Home equity plunging

The Chattanooga area, with some bright job prospects, has avoided some of the extreme effects of the collapse of the housing market. But lots of Americans who have tried to sell homes in the past couple of years have found that they cannot get a good price for them.

For instance, home prices in major cities around the country recently dropped to about where they were nine years ago. Even with mortgage rates low, the weak economy has potential home buyers biding their time. Also pushing home prices down are high rates of foreclosures - often by people who have lost their jobs or by those who unwisely bought homes at adjustable rates, only to see the rates tick upward, making the payments unaffordable.

But as home prices have plunged, Americans' equity in their homes is also sinking.

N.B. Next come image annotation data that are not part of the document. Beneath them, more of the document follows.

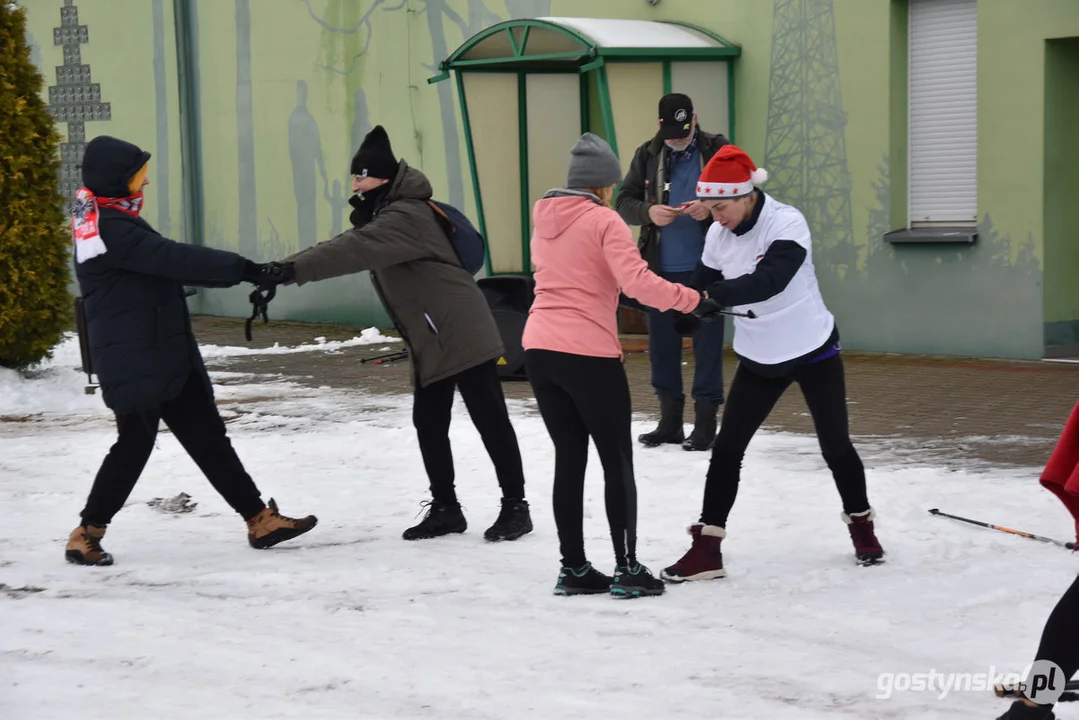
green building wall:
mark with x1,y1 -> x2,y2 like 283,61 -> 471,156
21,0 -> 1079,358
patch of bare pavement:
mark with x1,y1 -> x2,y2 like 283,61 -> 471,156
193,316 -> 1079,467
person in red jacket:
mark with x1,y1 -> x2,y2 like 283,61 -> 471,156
997,403 -> 1079,720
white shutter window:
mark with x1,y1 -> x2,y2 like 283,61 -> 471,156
907,0 -> 978,228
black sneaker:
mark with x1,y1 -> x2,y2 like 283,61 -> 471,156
483,498 -> 532,542
611,562 -> 665,598
555,562 -> 611,595
401,500 -> 468,540
997,699 -> 1056,720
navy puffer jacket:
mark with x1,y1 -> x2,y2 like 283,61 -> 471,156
76,136 -> 247,413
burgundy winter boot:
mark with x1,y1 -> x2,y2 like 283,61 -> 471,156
842,507 -> 884,565
660,522 -> 727,583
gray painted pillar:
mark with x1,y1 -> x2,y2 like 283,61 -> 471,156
236,0 -> 260,260
153,0 -> 173,237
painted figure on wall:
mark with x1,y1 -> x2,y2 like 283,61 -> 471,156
323,180 -> 349,237
349,87 -> 371,152
288,80 -> 328,248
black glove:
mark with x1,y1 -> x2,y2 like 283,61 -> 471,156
673,313 -> 700,338
693,296 -> 723,323
242,260 -> 296,288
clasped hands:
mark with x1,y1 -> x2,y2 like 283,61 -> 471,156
648,200 -> 712,228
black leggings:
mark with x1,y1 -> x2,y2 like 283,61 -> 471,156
412,361 -> 524,505
82,372 -> 265,527
524,350 -> 637,568
700,354 -> 870,527
1035,576 -> 1079,695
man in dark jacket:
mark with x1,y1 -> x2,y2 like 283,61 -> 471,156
66,136 -> 317,565
265,125 -> 532,541
616,93 -> 727,450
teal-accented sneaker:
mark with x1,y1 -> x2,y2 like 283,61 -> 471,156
611,562 -> 666,598
555,562 -> 611,595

Ten years ago, typical U.S. homeowners had 61 percent equity in their homes. That just refers to the percentage of their homes that they actually owned, as opposed to the percentage still owned by the lender. Naturally, as a person makes regular house payments, he owns a greater share of his home, bit by bit.

But with home values collapsing, the amount of equity that the average homeowner has is plummeting, too. While it was 61 percent a decade ago, now it's only 38 percent, the Federal Reserve reported recently.

That means homeowners' investment has sharply dropped in value.

The federal government helped create the housing crisis and all these negative effects by encouraging unwise mortgages for buyers who were poor credit risks. It did so in the name of "fairness."

But we doubt that those who have lost their homes because of unwise borrowing consider it very "fair."

It is past time for the government to stop intervening in the housing market and distorting the lending process.